„Classics without Victims“ – Wie Berthold Schneider Bachs Johannespassion neu denken will
Vera Ohlendorf spricht auf „belltower.news“ mit Berthold Schneider, dem Intendanten des Staatstheaters Cottbus, über ein kontroverses und zugleich zukunftsweisendes Projekt: die Neufassung von Johann Sebastian Bachs „Johannes-Passion“. Das Werk, 1724 uraufgeführt und längst ein Eckpfeiler europäischer Musikgeschichte, trägt in seinem Libretto antijüdische Spuren – vom Vorwurf des „Gottesmordes“ bis zu kollektiven Zuschreibungen an „die Juden“. Die Initiative „Critical Classics“, 2023 von Schneider gegründet, hinterfragt solche problematischen Erzählungen im klassischen Repertoire. Unter dem Motto „Classics without Victims“ hat das Team nun eine behutsam überarbeitete Textfassung vorgelegt, die Stereotype entschärft, historische Kontexte sichtbar macht und dennoch musikalische Integrität bewahrt.
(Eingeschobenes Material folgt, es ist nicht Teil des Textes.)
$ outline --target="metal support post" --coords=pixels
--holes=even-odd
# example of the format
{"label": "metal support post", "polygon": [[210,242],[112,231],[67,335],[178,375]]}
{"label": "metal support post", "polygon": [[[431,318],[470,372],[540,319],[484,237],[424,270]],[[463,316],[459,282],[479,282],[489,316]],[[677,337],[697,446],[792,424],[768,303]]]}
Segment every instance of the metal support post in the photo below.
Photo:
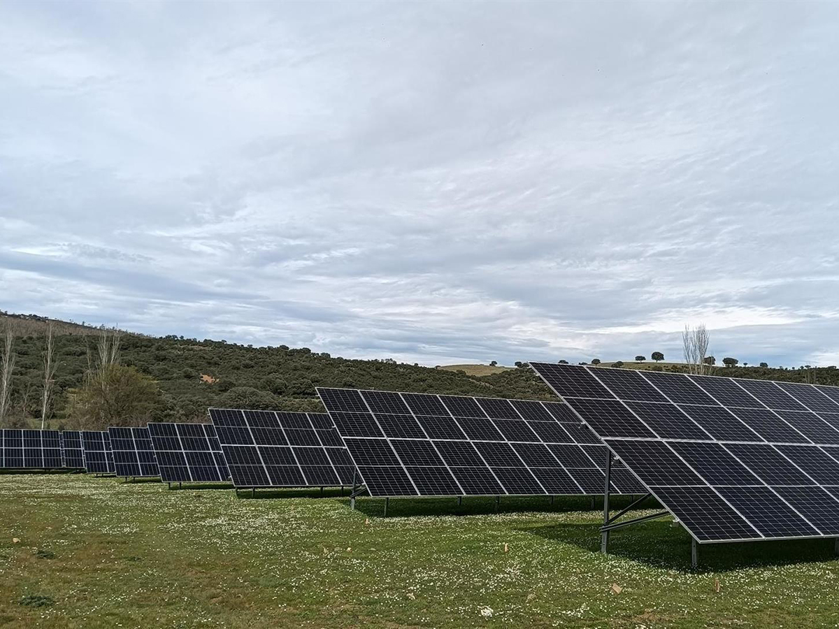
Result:
{"label": "metal support post", "polygon": [[[606,486],[603,487],[603,526],[609,523],[609,485],[612,482],[612,450],[606,451]],[[592,498],[592,500],[594,500]],[[609,532],[603,531],[600,538],[600,552],[609,552]]]}
{"label": "metal support post", "polygon": [[352,470],[352,493],[350,494],[350,508],[355,511],[356,508],[356,475],[357,470]]}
Schneider beschreibt im Interview, wie interdisziplinäre Zusammenarbeit – mit Historiker:innen, Theolog*innen und Musiker*innen – neue Perspektiven auf altvertraute Meisterwerke eröffnet. Seine Version der „Johannes-Passion“ verändert nur etwa 80 von mehr als 3000 Wörtern, aber jedes dieser Worte wurde intensiv diskutiert. Ziel ist kein Eingriff in Bachs Musik, sondern ein reflektierter Umgang mit problematischem Textgut. Für Schneider steht fest: Kunst darf hinterfragt werden, besonders wenn sie Traditionslinien des Antijudaismus unkommentiert fortschreibt.
Die Initiative ruft Musiker*innen und Theaterhäuser auf, sich zu beteiligen – als Beitrag zu einer Aufführungspraxis, die klassische Werke nicht unantastbar macht, sondern sie in den Kontext heutiger Verantwortung stellt.